The U.S. government recently extended the standard tax filing deadline from April 15 to July 15, offering business owners a unique opportunity to optimize profit margins and bottom-line dollars. These extra 90 days can prove invaluable to executives in virtually every industry who have been placed in a holding pattern due to COVID-19. CPAs and financial professionals across the country are taking a closer look at operations to determine how to leverage tax incentives to drive cash flow during this time of marketplace disruption.
Research and Development Tax Credit Offers Unique Cash Flow Benefits to California Business Owners
As CPAs navigate through the list of possible tax programs for California business owners to consider, many are recommending taking a closer look at the research and development tax credit. Explicitly designed to help U.S. enterprises maintain a global innovation edge, the R&D tax credit rewards organizations that prioritize scientific experimentation and technological advancement within their operations.

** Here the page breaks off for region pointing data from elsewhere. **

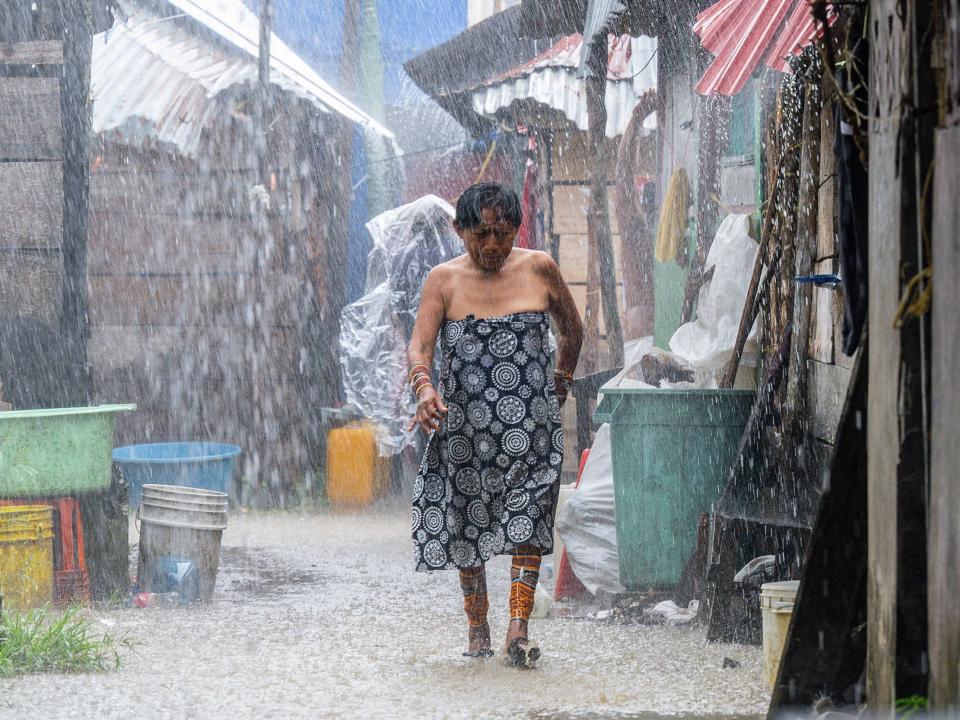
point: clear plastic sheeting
(587, 522)
(708, 341)
(374, 331)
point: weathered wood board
(135, 243)
(31, 285)
(828, 390)
(40, 52)
(31, 205)
(944, 543)
(30, 119)
(191, 300)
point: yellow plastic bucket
(776, 605)
(26, 556)
(356, 474)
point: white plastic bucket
(776, 605)
(182, 522)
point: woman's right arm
(430, 407)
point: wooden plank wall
(172, 285)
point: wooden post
(897, 451)
(944, 539)
(598, 215)
(805, 250)
(714, 121)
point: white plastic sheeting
(587, 522)
(374, 331)
(157, 77)
(552, 81)
(708, 341)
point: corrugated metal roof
(154, 77)
(599, 13)
(742, 33)
(551, 79)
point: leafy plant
(909, 706)
(41, 641)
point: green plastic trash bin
(672, 450)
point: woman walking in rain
(490, 476)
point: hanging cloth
(673, 219)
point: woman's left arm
(563, 309)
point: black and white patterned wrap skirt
(490, 475)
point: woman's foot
(479, 639)
(520, 651)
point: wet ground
(320, 616)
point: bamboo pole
(598, 215)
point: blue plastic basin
(209, 466)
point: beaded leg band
(473, 581)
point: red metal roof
(742, 33)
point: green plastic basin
(59, 451)
(671, 452)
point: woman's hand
(430, 411)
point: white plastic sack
(587, 523)
(408, 242)
(708, 341)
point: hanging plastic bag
(408, 242)
(708, 341)
(587, 522)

Many corporate leaders assume that phrases like "scientific experimentation" and "technological advancement" means that their California business must be laden with beakers and lab coats to be eligible. Fortunately, the term "research and development" covers a broad range of corporate verticals. The R&D tax credit rewards organizations in over 40 industries for expenses incurred on qualifying research activities within their organization.

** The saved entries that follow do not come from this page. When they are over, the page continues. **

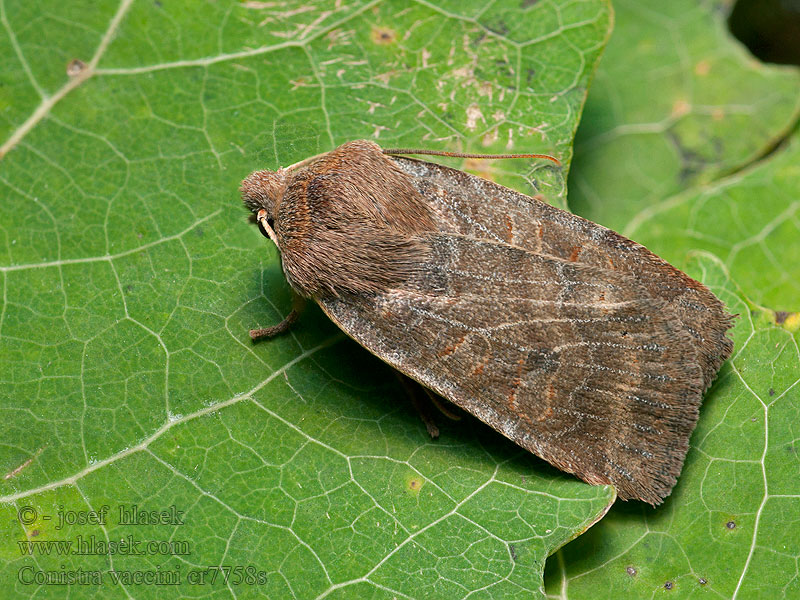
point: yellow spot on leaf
(383, 36)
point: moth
(578, 344)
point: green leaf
(293, 468)
(704, 191)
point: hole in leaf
(769, 28)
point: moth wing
(507, 216)
(572, 362)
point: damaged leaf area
(136, 407)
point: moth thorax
(264, 189)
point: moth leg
(423, 405)
(298, 302)
(422, 408)
(436, 400)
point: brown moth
(576, 343)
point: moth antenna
(261, 219)
(467, 154)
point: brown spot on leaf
(414, 484)
(383, 36)
(75, 67)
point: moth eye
(261, 228)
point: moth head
(262, 192)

California's R&D Tax Credit Offers Added Incentive for Business Owners in the State
The federal government makes the R&D tax credit accessible to business owners in every state. However, many states, including California, also offer their own version of the research and development program, further enhancing potential return on investment for enterprises engaging in qualifying activities. Understanding some of California's specific innovation tax credit legislation can help you determine if you should use the current tax extension to conduct an R&D tax study at your company.
The California research and development tax credit closely resembles the federal government's version of the program, beginning with what qualifies as eligible activities. Still, there are some differences between California's regulations and the government's requirements and benefits. Some important nuances include:
- The federal government's rate is 20 percent; however, the credit rate is 15 percent for California businesses using the regular calculation method
- The state of California utilizes a different set of requirements than the federal government for gross receipts
- California law does not recognize the Alternative Simplified Credit
- To qualify for the state R&D tax credit, California companies must conduct eligible activities within the state
- The state recognizes a permanent R&D tax credit
- Federal R&D credits can be carried back for one year and carried forward for twenty; however, business owners can carry forward unused state research credits indefinitely to help optimize program incentives
Work With a Professional R&D Tax Professional to Determine Program Eligibility
Recognizing the basics of both the federal and state R&D tax credit program can give California business owners a general understanding of their company's qualifications. Still, whether you're an entrepreneur pursuing this incentive for your own organization or a CPA working on behalf of your client, it's essential to consult with a qualifying R&D tax professional. An experienced tax firm will work closely with your financial advisors, performing a detailed study on your operations to identify all qualifying expenses.